By Jen Schumann | Rocky Mountain Voice
Wolves are roaming, ranchers are riding – but the rulebook hasn’t changed. Wolves are traveling farther, forming dens and producing pups. Many have turned up dead — especially in Wyoming, where wolves that prey on livestock can be killed on sight under state law.
Yet not one federal or state land-use plan in Colorado has been updated since gray wolf reintroduction began in December 2023.
That’s the backdrop for Colorado Parks and Wildlife’s May 13 press release announcing that its Range Rider Program is fully operational and patrolling western Colorado.
Eleven contracted riders hired by CPW have joined two staff from the Colorado Department of Agriculture (CDA) to monitor livestock, haze predators and report signs of wolf-livestock conflict across nine counties.
“Having range riders out on the landscape further expands our already strong conflict minimization program,” said CPW Director Jeff Davis.
The riders, selected from local ranching communities, will patrol Jackson, Grand, Routt, Eagle, Garfield, Pitkin, Summit, Rio Blanco and Moffat counties from April through October. Each rider is required to provide their own truck, trailer, horse and gear.
The state estimates the program’s cost at roughly $500,000 this year, funded in part by its “Born to Be Wild” license plate program. Colorado is now one of just three U.S. states with a formal range rider initiative, joining Washington and Arizona.
But wolves aren’t staying in the rural zones originally envisioned by CPW’s 2023 Wolf Restoration and Management Plan.
In April, CPW confirmed that a male wolf released in late 2023 had traveled more than 1,000 miles across 14 counties, including as far south as Hinsdale and as far north as Jackson. The animal repeatedly crossed public and private land, underscoring the mobility of the species – and the limitations of existing jurisdictional planning.
“This is a powerful reminder of how far these animals can go,” said CPW spokesperson Travis Duncan.
It’s not just dispersal. This spring, CPW also confirmed sightings in Jefferson and Douglas Counties – within 20 miles of the Denver metro area. In response, CPW has described these instances as exploratory but natural.
But no federal Resource Management Plans (RMPs) for lands managed by the Bureau of Land Management, U.S. Forest Service, or National Park Service have been revised to reflect the spread of wolves into these populated corridors.
At the state level, CPW has adjusted some implementation zones – most notably removing Meeker and Rio Blanco County as planned release sites – but no state-level land use planning document has been formally amended either.
In simple terms, this means the state is changing where wolves go – but not updating the official policies that govern what happens after they get there.
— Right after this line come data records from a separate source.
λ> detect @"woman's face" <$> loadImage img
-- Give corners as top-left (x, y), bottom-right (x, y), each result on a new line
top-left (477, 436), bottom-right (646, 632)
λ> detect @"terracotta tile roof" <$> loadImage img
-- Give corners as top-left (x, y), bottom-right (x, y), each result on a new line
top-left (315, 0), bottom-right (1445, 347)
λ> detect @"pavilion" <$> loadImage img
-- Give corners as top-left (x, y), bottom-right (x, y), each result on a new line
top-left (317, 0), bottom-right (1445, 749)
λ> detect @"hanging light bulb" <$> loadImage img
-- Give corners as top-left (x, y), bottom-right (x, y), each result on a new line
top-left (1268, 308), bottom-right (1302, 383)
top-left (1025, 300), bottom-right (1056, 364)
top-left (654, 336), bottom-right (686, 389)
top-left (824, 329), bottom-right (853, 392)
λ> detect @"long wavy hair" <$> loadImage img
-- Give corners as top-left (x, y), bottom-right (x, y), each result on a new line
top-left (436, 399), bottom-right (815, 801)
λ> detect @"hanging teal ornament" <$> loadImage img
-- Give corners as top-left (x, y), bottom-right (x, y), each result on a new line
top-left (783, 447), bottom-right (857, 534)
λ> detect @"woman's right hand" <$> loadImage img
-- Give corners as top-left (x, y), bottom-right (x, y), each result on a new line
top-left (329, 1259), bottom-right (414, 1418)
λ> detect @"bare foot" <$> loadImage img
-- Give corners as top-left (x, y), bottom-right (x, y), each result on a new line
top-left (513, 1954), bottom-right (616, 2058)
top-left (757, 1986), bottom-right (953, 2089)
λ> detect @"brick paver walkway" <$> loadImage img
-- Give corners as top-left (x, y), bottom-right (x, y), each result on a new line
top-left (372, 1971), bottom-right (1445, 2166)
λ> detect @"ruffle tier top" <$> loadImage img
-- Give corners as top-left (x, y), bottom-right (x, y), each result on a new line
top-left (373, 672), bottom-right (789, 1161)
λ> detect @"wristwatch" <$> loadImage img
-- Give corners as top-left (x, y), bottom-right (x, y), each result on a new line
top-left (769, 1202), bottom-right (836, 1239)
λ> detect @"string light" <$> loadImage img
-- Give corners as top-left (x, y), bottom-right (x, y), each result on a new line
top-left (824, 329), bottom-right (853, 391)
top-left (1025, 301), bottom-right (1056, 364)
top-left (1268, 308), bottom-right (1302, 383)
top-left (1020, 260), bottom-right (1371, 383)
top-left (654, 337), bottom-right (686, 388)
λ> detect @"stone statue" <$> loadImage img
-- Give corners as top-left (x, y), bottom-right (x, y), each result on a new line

Those policies affect everything from hunting regulations and livestock protections to how landowners, outfitters and energy producers are allowed to use the land.
Without updated plans, agencies and businesses are left without clear rules – and in some cases, open to lawsuits or shutdowns if a wolf appears where the paperwork says it wasn’t supposed to.
Meanwhile, reproductive signs are growing. CPW has confirmed multiple suspected dens, including a known female in Jackson County believed to have birthed pups again this season.
Reports of wolf pups in at least two locations make 2025 the first year since the 1940s that Colorado has documented multiple breeding sites. The pups are offspring of Oregon wolves brought in by CPW – not natural migrants.
These developments have sparked legal and regulatory questions.
In May, federal officials launched an investigation into the death of a collared gray wolf inside Rocky Mountain National Park – a protected area that, like many other federal lands in Colorado, lacks a current, specific plan for managing the recently reintroduced gray wolf population.
Planning gaps aren’t going unnoticed. Rep. Lauren Boebert sent a letter calling for a halt to future wolf releases until Resource Management Plans are updated and federal NEPA review requirements are met. And the Alliance filed a federal lawsuit arguing that state and federal agencies unlawfully bypassed environmental review by treating the reintroduction as a foregone conclusion without assessing its broader impacts.
The issue isn’t merely regulatory. It’s about whether the rules are keeping up with reality.
The National Environmental Policy Act (NEPA) requires federal agencies to conduct environmental reviews when new conditions could significantly impact land management, endangered species or commercial activity.
The Federal Land Policy and Management Act (FLPMA) and the National Forest Management Act (NFMA) direct agencies to revise their land-use plans when conditions change – but leave it to agency discretion to determine when those changes warrant a formal update.
And with wolves now breeding, roaming metro-adjacent corridors and raising young – the argument for “new conditions” has rarely been clearer.
For now, CPW is betting on proactive tools like range riders and local engagement to reduce conflict.
But even as the wolves disperse, reproduce and reshape Colorado’s ecology – the state’s regulatory framework remains largely unchanged from when the first reintroduced pack stepped off a trailer in December 2023.